1968 film by Jerry Thorpe

Day of the Evil Gun is a 1968 American traditional Western starring Glenn Ford, Arthur Kennedy, and Dean Jagger. It was directed by Jerry Thorpe and written by Charles Marquis Warren.

Supporting actors included John Anderson, Paul Fix, Nico Minardos, Harry Dean Stanton, Royal Dano, and James Griffith. Mexican actress Pilar Pellicer had a supporting role.

==Plot==
Angie Warfield and her two children are kidnapped by Apaches. Lorn Warfield, who had been away a long time, sets out to rescue his family, with the unwanted help of his neighbor Owen Forbes. Warfield is a former gunman trying to forget his violent past. Forbes, a decent, humane rancher, is also in love with Warfield's wife and feels guilty that he did not try to prevent the kidnapping.

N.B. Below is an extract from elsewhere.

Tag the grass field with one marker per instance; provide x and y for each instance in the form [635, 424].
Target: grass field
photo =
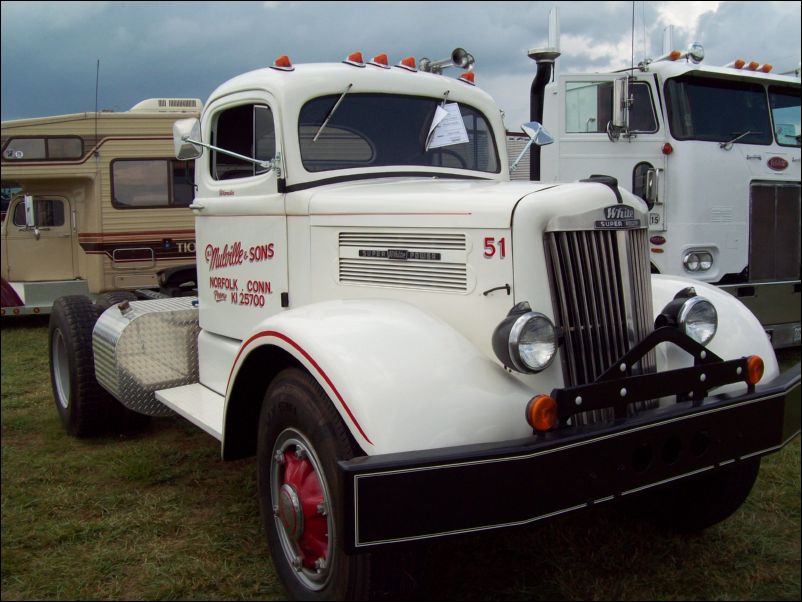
[159, 516]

An Indian trader, who feigns insanity (as the Indians will not kill a crazy person), reluctantly provides Warfield with some information. Next, Warfield and Forbes are captured by the Apaches and staked out on the ground to die. However, Mexican bandit DeLeon (who has dealings with the Indians) believes Warfield's story that he hid his money before he was caught and cuts him loose. Warfield manages to convince DeLeon to free Forbes and to lead them to the Apache encampment. Forbes mistakenly kills DeLeon before he can show them where the camp is.

The two men detour to a town where a doctor is being overwhelmed caring for the victims of cholera. They buy supplies, and Forbes learns the location of the Apache camp. On the way, they enter a deserted Mormon settlement, where they encounter a detachment of U.S. Cavalry led by "Captain" Jefferson Addis. However, all is not what it seems. It turns out that Addis, who is actually a corporal, and the rest killed the real captain so that they could trade two wagons full of weapons and ammunition to the Apaches in return for an army payroll the latter recently captured. The Apaches, however, have other ideas; they attack. During the battle, Warfield arranges it for them to steal a wagon. The wagon leaves deep tracks allowing him easily to locate the Indian camp. Warfield and Forbes rescue the captives.

Safely back home, Forbes challenges Warfield (who is now unarmed, having traded his gun to a storekeeper for clothing for his family) to a duel for the woman, but Warfield just turns and walks away. Forbes throws him a pistol, Warfield refuses to pick it up. Forbes then shoots Warfield in the leg. Before Forbes can finish him off, he is shot and killed by the storekeeper using Warfield's gun.

==Cast==

- Glenn Ford as Lorn Warfield
- Arthur Kennedy as Owen Forbes
- Dean Jagger as Jimmy Noble
- John Anderson as Captain Jefferson Addis
- Paul Fix as Sheriff Kelso
- Nico Minardos as Jose Luis Gomez de la Tierra y Cordoba DeLeon
- Harry Dean Stanton as Sergeant Parker
- Pilar Pellicer as Lydia Yearby
- Parley Baer as Willford
- Royal Dano as Dr. Eli Prather
- Ross Elliott as Reverend Yearby
- Barbara Babcock as Angie Warfield
- James Griffith as Storekeeper - Hazenville

==Production==
Day of the Evil Gun originally was going to be a made-for-TV movie. The film was made in Durango, Mexico.

===Music===
Jeff Alexander's theme from Day of the Evil Gun is in the Library of Congress.

==Release==
===Critical response===
A. H. Weiler of The New York Times wrote, "Glenn Ford again outlasts the competition, of course, but a viewer is left with the uneasy feeling that the cast should rate a mite more than mere saddle sores for their workmanlike effort to add a chapter to Hollywood's winning of the West."